Zwischen Algerien und Frankreich besteht seit 1867, mit Ausnahme von Tabak, Alkohol, Zündhölzchen, Zucker, Kaffee und anderen Kolonialwaren keine Zollgrenze, französische Waren, mit Ausnahme von Zucker, und in Frankreich nationalisierte Waren gehen in Algerien zollfrei ein und auch französischer Zucker und französischer Kolonialzucker sind vor fremdem begünstigt; anderseits werden algerische Produkte, mit Ausnahme von Tabak und Zucker, in Frankreich zollfrei eingelassen, und der algerische Überschuss sucht und findet infolge dessen sein erstes Absatzfeld im Mutterland. So fällt denn der Löwenanteil von Algeriens Außenhandel an Frankreich, und was man in Algerien dadurch an Zolleinnahmen verliert, sucht man seit 1844 durch Auferlegung einer Verbrauchssteuer, des octroi de mer. wett zu machen, welcher eine Anzahl Konsumartikel französischer wie fremder Abstammung mit einem hohen Aufschlag belastet und wesentlich zur allgemeinen Verteuerung beiträgt.
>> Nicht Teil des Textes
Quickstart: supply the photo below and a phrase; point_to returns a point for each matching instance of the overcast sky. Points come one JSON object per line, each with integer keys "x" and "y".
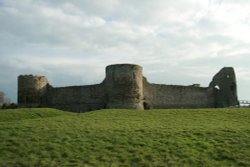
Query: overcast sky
{"x": 175, "y": 41}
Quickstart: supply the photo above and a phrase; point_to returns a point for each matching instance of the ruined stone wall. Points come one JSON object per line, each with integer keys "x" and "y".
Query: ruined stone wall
{"x": 124, "y": 86}
{"x": 31, "y": 89}
{"x": 77, "y": 98}
{"x": 171, "y": 96}
{"x": 225, "y": 88}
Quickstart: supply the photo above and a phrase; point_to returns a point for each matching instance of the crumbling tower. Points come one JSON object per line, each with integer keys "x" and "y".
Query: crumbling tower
{"x": 124, "y": 86}
{"x": 31, "y": 90}
{"x": 225, "y": 88}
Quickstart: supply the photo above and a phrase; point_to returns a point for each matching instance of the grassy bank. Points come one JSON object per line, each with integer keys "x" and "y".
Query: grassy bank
{"x": 195, "y": 137}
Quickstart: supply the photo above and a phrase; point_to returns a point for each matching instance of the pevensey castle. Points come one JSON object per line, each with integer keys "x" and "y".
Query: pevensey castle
{"x": 125, "y": 87}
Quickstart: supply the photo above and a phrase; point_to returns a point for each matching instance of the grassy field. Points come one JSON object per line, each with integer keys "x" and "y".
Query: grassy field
{"x": 195, "y": 137}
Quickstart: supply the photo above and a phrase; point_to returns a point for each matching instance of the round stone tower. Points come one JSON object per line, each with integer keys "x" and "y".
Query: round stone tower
{"x": 31, "y": 90}
{"x": 124, "y": 86}
{"x": 225, "y": 88}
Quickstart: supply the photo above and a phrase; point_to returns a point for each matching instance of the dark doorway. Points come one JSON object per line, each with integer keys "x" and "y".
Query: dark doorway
{"x": 146, "y": 106}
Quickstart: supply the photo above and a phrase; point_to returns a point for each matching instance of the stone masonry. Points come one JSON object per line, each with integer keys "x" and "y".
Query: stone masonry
{"x": 125, "y": 87}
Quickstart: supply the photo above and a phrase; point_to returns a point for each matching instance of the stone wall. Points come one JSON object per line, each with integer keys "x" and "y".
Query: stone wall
{"x": 31, "y": 89}
{"x": 125, "y": 87}
{"x": 76, "y": 98}
{"x": 172, "y": 96}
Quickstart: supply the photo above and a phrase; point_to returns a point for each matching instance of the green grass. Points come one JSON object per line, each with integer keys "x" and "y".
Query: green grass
{"x": 195, "y": 137}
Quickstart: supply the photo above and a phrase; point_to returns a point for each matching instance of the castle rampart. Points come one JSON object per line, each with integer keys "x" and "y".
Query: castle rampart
{"x": 125, "y": 87}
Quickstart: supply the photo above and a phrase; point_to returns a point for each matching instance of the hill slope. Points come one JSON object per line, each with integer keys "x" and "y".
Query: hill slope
{"x": 200, "y": 137}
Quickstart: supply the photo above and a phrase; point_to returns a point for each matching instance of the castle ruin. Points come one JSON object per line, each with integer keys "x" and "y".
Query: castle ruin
{"x": 125, "y": 87}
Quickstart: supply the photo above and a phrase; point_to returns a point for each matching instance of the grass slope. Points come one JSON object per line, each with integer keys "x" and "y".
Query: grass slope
{"x": 195, "y": 137}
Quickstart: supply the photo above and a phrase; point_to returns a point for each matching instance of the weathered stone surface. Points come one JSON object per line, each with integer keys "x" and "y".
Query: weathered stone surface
{"x": 125, "y": 87}
{"x": 31, "y": 89}
{"x": 225, "y": 88}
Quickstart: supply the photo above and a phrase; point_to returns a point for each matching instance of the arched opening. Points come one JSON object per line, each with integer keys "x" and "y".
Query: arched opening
{"x": 146, "y": 106}
{"x": 233, "y": 87}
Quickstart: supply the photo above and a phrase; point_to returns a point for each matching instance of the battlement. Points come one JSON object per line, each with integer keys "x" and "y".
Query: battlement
{"x": 125, "y": 87}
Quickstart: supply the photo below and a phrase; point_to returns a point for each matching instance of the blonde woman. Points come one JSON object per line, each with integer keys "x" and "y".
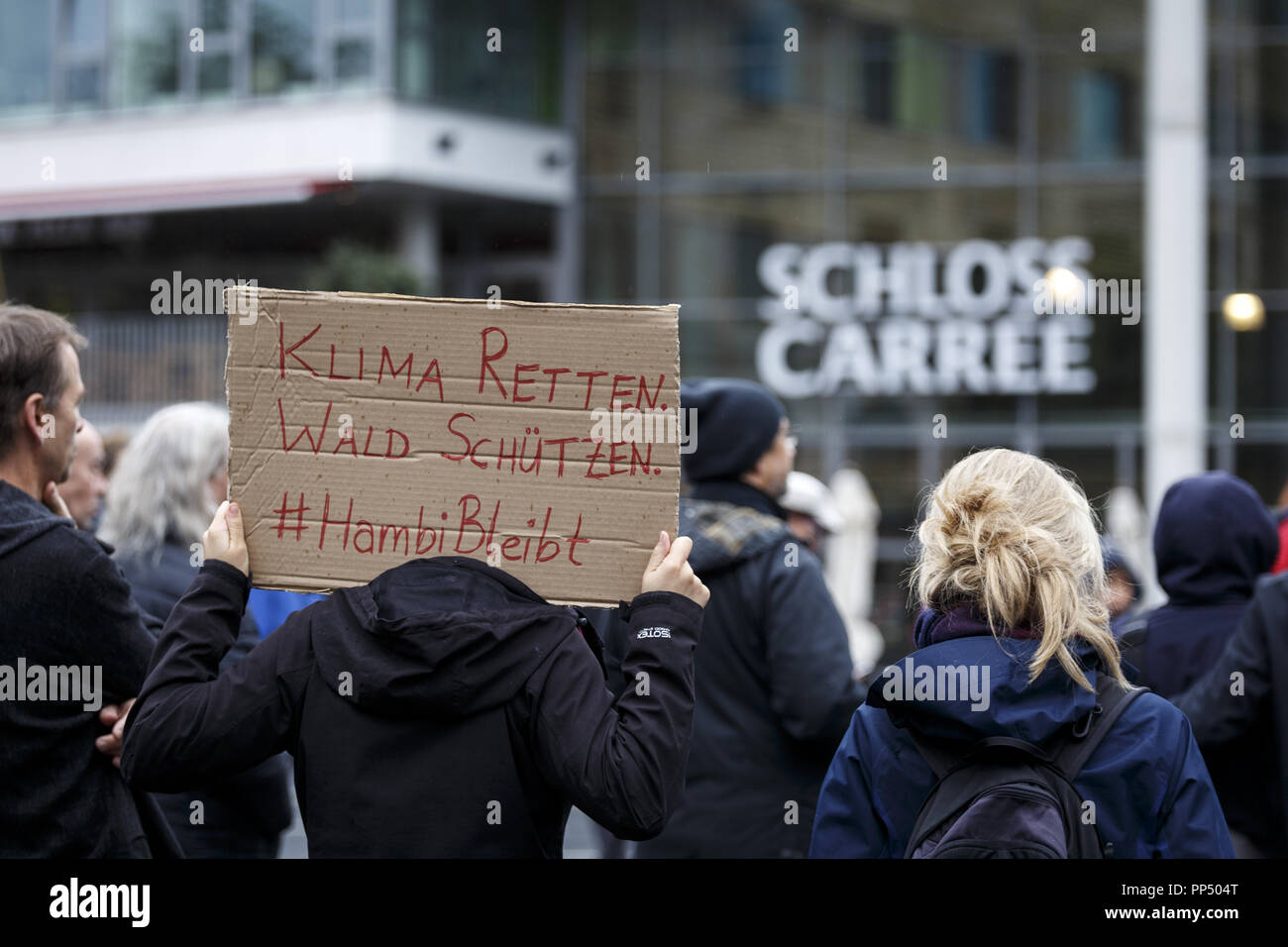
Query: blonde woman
{"x": 1014, "y": 659}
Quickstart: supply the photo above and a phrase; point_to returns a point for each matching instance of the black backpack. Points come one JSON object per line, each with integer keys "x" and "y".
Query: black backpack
{"x": 1006, "y": 797}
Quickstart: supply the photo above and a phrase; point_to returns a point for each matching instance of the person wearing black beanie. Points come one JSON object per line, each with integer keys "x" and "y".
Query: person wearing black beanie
{"x": 773, "y": 678}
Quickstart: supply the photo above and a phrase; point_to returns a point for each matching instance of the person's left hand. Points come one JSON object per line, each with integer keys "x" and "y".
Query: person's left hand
{"x": 114, "y": 715}
{"x": 224, "y": 540}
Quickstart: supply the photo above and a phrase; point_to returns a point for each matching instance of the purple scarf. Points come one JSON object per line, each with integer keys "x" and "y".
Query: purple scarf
{"x": 964, "y": 621}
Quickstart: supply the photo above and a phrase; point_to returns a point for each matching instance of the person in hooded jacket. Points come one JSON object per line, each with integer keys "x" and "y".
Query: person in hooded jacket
{"x": 63, "y": 604}
{"x": 168, "y": 482}
{"x": 1012, "y": 579}
{"x": 441, "y": 710}
{"x": 1241, "y": 698}
{"x": 1212, "y": 540}
{"x": 774, "y": 678}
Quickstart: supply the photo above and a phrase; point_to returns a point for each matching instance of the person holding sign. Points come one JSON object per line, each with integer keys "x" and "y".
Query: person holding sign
{"x": 441, "y": 710}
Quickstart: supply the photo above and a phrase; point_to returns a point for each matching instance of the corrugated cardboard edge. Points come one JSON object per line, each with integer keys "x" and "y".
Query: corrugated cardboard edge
{"x": 231, "y": 311}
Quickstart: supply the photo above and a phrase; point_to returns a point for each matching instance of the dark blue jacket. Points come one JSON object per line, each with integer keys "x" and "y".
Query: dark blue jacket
{"x": 441, "y": 710}
{"x": 773, "y": 678}
{"x": 1147, "y": 780}
{"x": 1212, "y": 540}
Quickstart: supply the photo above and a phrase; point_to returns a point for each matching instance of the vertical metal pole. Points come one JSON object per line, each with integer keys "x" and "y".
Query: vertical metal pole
{"x": 1228, "y": 239}
{"x": 1175, "y": 321}
{"x": 568, "y": 217}
{"x": 648, "y": 230}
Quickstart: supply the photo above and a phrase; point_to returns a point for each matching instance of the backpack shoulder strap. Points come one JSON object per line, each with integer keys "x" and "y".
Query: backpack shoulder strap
{"x": 1112, "y": 699}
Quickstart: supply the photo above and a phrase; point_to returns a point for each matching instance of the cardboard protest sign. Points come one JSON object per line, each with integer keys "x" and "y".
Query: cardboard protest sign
{"x": 372, "y": 429}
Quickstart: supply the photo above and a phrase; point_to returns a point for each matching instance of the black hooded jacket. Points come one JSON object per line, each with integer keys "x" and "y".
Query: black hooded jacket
{"x": 63, "y": 602}
{"x": 1239, "y": 712}
{"x": 442, "y": 710}
{"x": 1212, "y": 540}
{"x": 774, "y": 684}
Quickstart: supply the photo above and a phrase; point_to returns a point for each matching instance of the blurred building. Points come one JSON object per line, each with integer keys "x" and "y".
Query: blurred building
{"x": 713, "y": 154}
{"x": 149, "y": 144}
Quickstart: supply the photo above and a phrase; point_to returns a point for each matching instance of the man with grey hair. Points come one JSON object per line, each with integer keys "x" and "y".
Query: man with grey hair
{"x": 67, "y": 616}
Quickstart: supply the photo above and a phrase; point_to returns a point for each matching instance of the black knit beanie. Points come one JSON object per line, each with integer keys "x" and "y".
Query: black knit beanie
{"x": 737, "y": 421}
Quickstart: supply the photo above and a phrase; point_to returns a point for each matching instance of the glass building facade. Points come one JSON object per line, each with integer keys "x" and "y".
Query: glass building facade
{"x": 907, "y": 169}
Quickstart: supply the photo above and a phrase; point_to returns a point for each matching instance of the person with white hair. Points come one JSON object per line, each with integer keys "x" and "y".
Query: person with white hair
{"x": 811, "y": 510}
{"x": 167, "y": 484}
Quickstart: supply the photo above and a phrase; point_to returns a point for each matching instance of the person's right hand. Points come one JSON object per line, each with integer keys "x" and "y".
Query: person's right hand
{"x": 669, "y": 571}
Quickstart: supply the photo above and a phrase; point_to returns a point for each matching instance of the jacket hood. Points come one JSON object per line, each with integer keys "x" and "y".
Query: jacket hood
{"x": 1212, "y": 539}
{"x": 988, "y": 692}
{"x": 442, "y": 637}
{"x": 24, "y": 519}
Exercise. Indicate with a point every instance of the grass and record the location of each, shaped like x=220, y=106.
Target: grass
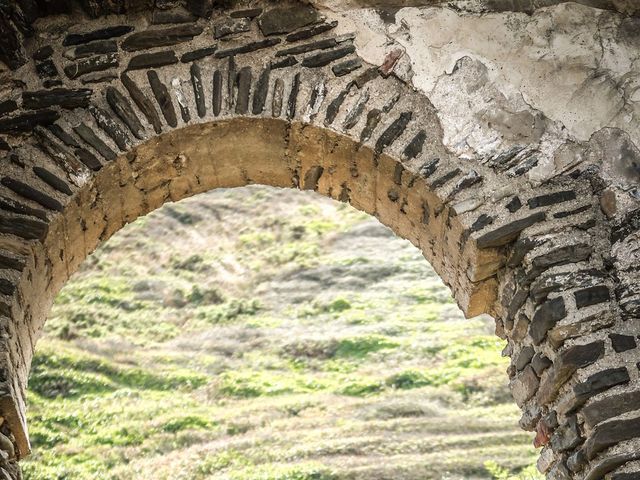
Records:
x=281, y=346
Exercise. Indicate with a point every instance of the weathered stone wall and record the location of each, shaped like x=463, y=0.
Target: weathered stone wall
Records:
x=503, y=145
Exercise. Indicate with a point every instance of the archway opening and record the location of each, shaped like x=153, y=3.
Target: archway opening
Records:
x=267, y=333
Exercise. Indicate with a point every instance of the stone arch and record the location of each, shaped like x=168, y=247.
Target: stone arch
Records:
x=112, y=120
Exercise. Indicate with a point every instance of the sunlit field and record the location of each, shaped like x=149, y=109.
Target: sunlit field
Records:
x=262, y=334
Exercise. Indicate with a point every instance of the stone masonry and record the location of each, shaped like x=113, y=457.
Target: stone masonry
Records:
x=501, y=138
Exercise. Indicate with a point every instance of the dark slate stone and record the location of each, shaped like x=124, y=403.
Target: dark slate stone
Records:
x=87, y=134
x=284, y=63
x=325, y=58
x=184, y=111
x=429, y=168
x=545, y=318
x=163, y=37
x=5, y=310
x=124, y=111
x=393, y=132
x=216, y=100
x=26, y=228
x=10, y=205
x=88, y=159
x=292, y=102
x=373, y=119
x=95, y=48
x=514, y=205
x=261, y=92
x=626, y=476
x=52, y=180
x=520, y=249
x=230, y=26
x=524, y=386
x=198, y=90
x=151, y=60
x=561, y=256
x=398, y=171
x=200, y=8
x=568, y=363
x=439, y=182
x=46, y=69
x=311, y=31
x=482, y=221
x=31, y=193
x=524, y=358
x=610, y=407
x=163, y=98
x=52, y=83
x=278, y=98
x=63, y=136
x=626, y=227
x=577, y=461
x=308, y=47
x=247, y=48
x=60, y=97
x=11, y=50
x=354, y=113
x=415, y=146
x=551, y=199
x=60, y=154
x=509, y=232
x=543, y=285
x=43, y=53
x=142, y=101
x=592, y=296
x=247, y=13
x=174, y=15
x=470, y=179
x=622, y=343
x=569, y=213
x=99, y=77
x=312, y=177
x=198, y=54
x=287, y=19
x=540, y=363
x=11, y=263
x=611, y=433
x=344, y=68
x=111, y=127
x=244, y=89
x=232, y=77
x=103, y=33
x=93, y=64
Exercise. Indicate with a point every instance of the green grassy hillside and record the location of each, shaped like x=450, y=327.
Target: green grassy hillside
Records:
x=262, y=334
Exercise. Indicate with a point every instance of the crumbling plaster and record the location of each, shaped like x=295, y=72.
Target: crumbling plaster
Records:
x=564, y=80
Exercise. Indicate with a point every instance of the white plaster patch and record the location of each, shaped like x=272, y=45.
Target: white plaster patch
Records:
x=559, y=75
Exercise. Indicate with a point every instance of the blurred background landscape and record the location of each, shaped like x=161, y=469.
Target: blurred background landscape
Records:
x=264, y=334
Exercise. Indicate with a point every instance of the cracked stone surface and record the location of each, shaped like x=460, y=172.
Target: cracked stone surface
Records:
x=500, y=137
x=564, y=80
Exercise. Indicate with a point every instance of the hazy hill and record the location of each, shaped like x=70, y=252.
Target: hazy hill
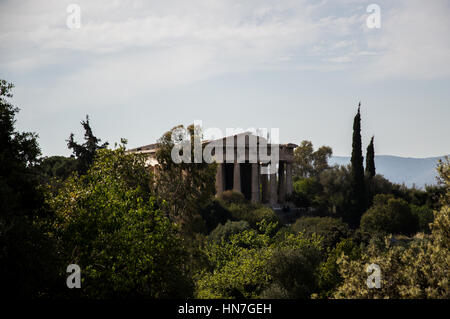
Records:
x=418, y=171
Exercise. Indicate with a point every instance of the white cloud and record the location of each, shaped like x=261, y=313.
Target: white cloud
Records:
x=413, y=42
x=167, y=43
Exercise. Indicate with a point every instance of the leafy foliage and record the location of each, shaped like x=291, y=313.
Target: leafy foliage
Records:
x=85, y=152
x=26, y=251
x=419, y=269
x=107, y=223
x=389, y=215
x=332, y=230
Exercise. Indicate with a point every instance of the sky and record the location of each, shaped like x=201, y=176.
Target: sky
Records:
x=138, y=68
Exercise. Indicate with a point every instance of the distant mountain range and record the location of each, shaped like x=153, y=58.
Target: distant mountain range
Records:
x=399, y=170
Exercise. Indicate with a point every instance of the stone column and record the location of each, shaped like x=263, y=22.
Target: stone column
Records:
x=237, y=177
x=255, y=183
x=264, y=188
x=289, y=186
x=220, y=178
x=282, y=183
x=273, y=189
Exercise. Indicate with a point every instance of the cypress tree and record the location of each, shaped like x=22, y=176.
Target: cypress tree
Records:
x=370, y=159
x=358, y=186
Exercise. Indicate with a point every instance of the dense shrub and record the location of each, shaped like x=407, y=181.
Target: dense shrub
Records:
x=251, y=265
x=223, y=232
x=213, y=214
x=107, y=223
x=331, y=229
x=232, y=197
x=389, y=215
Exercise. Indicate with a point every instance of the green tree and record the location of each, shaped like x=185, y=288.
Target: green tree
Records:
x=85, y=152
x=107, y=223
x=251, y=264
x=420, y=269
x=370, y=159
x=182, y=188
x=309, y=162
x=389, y=215
x=332, y=230
x=56, y=167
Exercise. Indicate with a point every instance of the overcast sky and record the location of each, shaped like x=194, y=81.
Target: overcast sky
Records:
x=138, y=68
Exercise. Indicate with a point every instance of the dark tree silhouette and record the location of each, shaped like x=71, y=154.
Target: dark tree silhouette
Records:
x=85, y=152
x=370, y=159
x=358, y=185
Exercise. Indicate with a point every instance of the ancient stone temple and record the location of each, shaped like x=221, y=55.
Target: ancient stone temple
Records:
x=243, y=167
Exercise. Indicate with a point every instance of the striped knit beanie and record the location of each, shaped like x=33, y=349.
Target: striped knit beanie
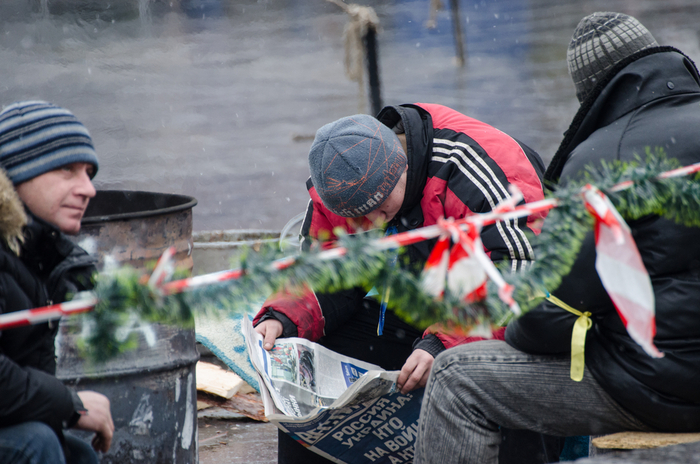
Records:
x=600, y=41
x=355, y=163
x=37, y=137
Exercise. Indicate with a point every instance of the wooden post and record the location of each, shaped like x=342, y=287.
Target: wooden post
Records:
x=371, y=56
x=457, y=29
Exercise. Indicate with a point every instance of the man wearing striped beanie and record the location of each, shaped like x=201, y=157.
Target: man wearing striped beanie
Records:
x=47, y=161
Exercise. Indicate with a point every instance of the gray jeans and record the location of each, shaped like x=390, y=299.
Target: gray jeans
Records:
x=475, y=388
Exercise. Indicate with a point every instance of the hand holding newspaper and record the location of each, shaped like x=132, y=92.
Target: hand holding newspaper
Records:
x=344, y=409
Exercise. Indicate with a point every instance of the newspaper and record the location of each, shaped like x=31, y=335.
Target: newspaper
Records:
x=344, y=409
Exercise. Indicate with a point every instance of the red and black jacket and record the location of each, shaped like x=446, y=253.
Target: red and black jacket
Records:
x=457, y=166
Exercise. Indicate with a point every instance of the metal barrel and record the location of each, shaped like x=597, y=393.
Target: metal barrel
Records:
x=152, y=389
x=136, y=227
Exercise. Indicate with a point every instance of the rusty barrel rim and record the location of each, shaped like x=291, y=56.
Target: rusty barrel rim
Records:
x=171, y=203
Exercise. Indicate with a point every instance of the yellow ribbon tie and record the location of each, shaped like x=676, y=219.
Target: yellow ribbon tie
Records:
x=578, y=337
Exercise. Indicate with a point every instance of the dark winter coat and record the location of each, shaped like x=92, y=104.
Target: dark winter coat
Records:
x=456, y=166
x=48, y=269
x=651, y=100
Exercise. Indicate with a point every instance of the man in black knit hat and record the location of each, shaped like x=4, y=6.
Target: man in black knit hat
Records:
x=635, y=95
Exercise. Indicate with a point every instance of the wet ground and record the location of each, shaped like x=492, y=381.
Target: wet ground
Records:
x=242, y=441
x=218, y=99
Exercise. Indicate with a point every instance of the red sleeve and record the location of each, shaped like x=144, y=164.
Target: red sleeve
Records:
x=301, y=308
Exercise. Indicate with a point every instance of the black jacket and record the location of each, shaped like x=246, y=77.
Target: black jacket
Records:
x=650, y=100
x=48, y=269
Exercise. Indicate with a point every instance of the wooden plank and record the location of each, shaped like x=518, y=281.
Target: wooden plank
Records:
x=217, y=381
x=643, y=440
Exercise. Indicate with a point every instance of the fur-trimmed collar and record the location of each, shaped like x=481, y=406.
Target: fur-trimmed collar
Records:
x=12, y=215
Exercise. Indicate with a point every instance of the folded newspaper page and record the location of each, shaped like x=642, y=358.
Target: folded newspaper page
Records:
x=344, y=409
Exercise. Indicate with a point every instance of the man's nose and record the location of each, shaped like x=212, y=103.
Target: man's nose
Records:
x=85, y=187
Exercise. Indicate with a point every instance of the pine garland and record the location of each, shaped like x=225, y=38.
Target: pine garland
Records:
x=122, y=295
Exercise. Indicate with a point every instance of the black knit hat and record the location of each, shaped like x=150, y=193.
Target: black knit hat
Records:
x=355, y=163
x=37, y=137
x=599, y=42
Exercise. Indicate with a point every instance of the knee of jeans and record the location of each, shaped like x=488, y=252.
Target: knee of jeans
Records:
x=441, y=361
x=43, y=435
x=36, y=441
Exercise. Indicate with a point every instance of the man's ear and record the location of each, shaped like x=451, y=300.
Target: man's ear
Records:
x=13, y=218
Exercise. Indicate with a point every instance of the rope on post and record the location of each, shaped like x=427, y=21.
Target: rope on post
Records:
x=360, y=48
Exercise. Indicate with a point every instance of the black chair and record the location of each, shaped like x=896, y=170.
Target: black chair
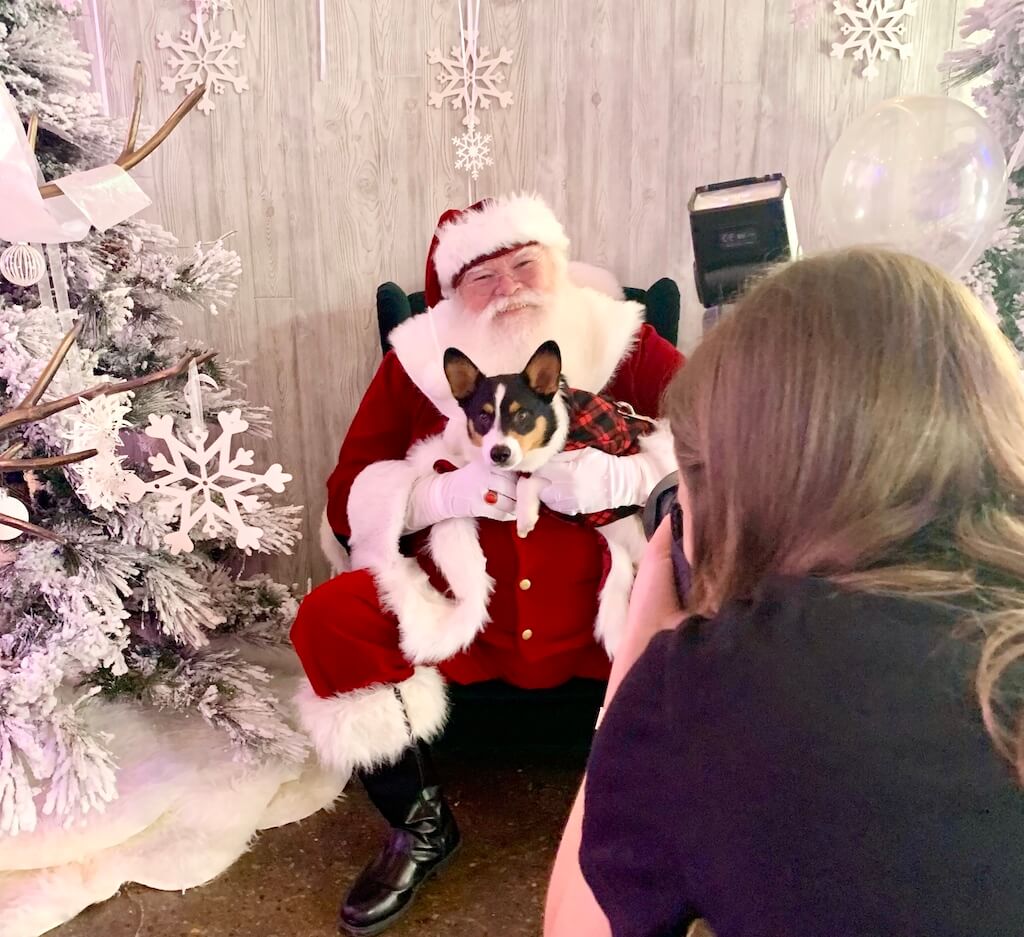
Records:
x=394, y=305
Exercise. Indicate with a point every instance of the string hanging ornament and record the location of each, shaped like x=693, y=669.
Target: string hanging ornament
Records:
x=470, y=76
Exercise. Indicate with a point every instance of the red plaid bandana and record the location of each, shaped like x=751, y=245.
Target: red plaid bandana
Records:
x=610, y=426
x=602, y=423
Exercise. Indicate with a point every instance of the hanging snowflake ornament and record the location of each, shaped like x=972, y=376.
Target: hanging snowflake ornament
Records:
x=203, y=55
x=472, y=152
x=470, y=78
x=875, y=29
x=205, y=483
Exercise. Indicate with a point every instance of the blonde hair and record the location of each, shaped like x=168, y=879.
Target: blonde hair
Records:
x=859, y=417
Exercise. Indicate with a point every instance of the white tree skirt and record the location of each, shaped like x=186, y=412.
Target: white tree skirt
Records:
x=185, y=811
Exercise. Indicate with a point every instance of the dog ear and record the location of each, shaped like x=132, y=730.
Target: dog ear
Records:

Fremde Waren unterliegen dem französischen Zolltarif, und nur an den Landgrenzen Algeriens besteht insofern ein Unterschied, als eigene Produkte der Nachbarländer frei eingehen, während fremde Waren auch hier dieselben Zölle, wie in den Häfen bezahlen. So ließ Algerien seit 1867 alle Waren marokkanischen Ursprungs für den algerischen Konsum, soweit sie auf dem Landweg kommen, zollfrei ein, unterwarf sie 1872-95 nur einer niedrigen statistischen Abgabe und erhob dann nur noch 10 Centimes „droit sanitaire“ für jedes Stück eingeführten marokkanischen Viehs. Um die algerischen Kolonisten und Eingeborenen aber gegen die billige marokkanische Konkurrenz zu schützen, und um dem algerischen Budget eine neue Einnahmequelle zu erschließen, deren jährlichen Ertrag man auf 7 — 800.000 Francs schätzt, ist Anfang 1905 diese seit 1895 bestehende Zollfreiheit wieder aufgehoben worden. An der langen, schlecht bewachten algerisch -marokkanischen Grenze findet übrigens beiderseits ein lebhafter Schmuggel statt.

Der große Rückgang in der Ausfuhr nach Frankreich von 1899 zu 1900 erklärt sich durch die bereits besprochene Krisis im Weinhandel. In der Einfuhr aber hat es Frankreich dank seiner Zollgesetzgebung erreicht, dass es den Markt in Industrieerzeugnissen fast vollständig beherrscht und in Algerien vom nichtfranzösischen Ausland überwiegend nur solche Produkte eingeführt werden, welche das Mutterland überhaupt nicht erzeugt. So besteht denn auch die Einfuhr aus England ganz überwiegend nur in Kohlen, während seine Baumwollwaren durch den hohen Zoll ausgeschlossen sind.

Auch der deutsche Handel ist fünfmal so stark an Algeriens Ausfuhr, als an der Einfuhr beteiligt, und zwar gibt die deutsche Reichsstatistik folgende Zahlen für das deutsche Zollgebiet: Ausfuhr nach Algerien 1897: 78.000 Mark und mit ständiger Steigerung 1901: 536.000 Mark, 1902: 526.000 Mark; 1903: 899.000 Mark. Einfuhr von Algerien 1897: 2,8, 1899:4,9, 1900: 8,3, 1901: 6,6, 1902: 8,6, 1903: 9,1 Millionen Mark. Im Jahre 1903 bestand unsere Einfuhr aus den Hauptposten: Phosphate 2.964, Eisenerz 1.623, Pflanzenhaar 875, Ziegen- und Schaffelle 751, Korkholz 717, Wein 369, Zinkerz 331 Tausend Mark, sodann aus Tafeltrauben, Kartoffeln, Weinhefe, Zigaretten, getrockneten Feigen usw., während unsere kleine Ausfuhr nach Algerien 1903 in erster Linie Kohlen mit 227, Maschinen mit 172, Rohtabak mit 95 und ätherische Öle mit 85 Tausend Mark umfasste und angesichts der Zollschranken einer wirklich nennenswerten Ausdehnung kaum fähig scheint. Tatsächlich ist die deutsche Ausfuhr nach Algerien übrigens erheblicher, als die Reichsstatistik annehmen lässt, da ein großer Teil deutscher Waren wegen der seltenen Schiffsverbindung zwischen deutschen und algerischen Plätzen zunächst nach anderen Ländern, insbesondere nach Frankreich ging und durch deren Vermittlung nach Algerien gelangte. Nachdem bis dahin nur die deutsche Levantelinie regelmäßig algerische Häfen angelaufen, nahm im Januar 1900 auch die adriatische Linie der Hamburg-Südamerikanischen Dampfschifffahrtsgesellschaft diesen Dienst auf.

Eine Handelsbörse besteht in Algier schon seit 1852, Handelskammern gibt es in Algier, Oran, Constantine, Bone, Philippeville und Bougie.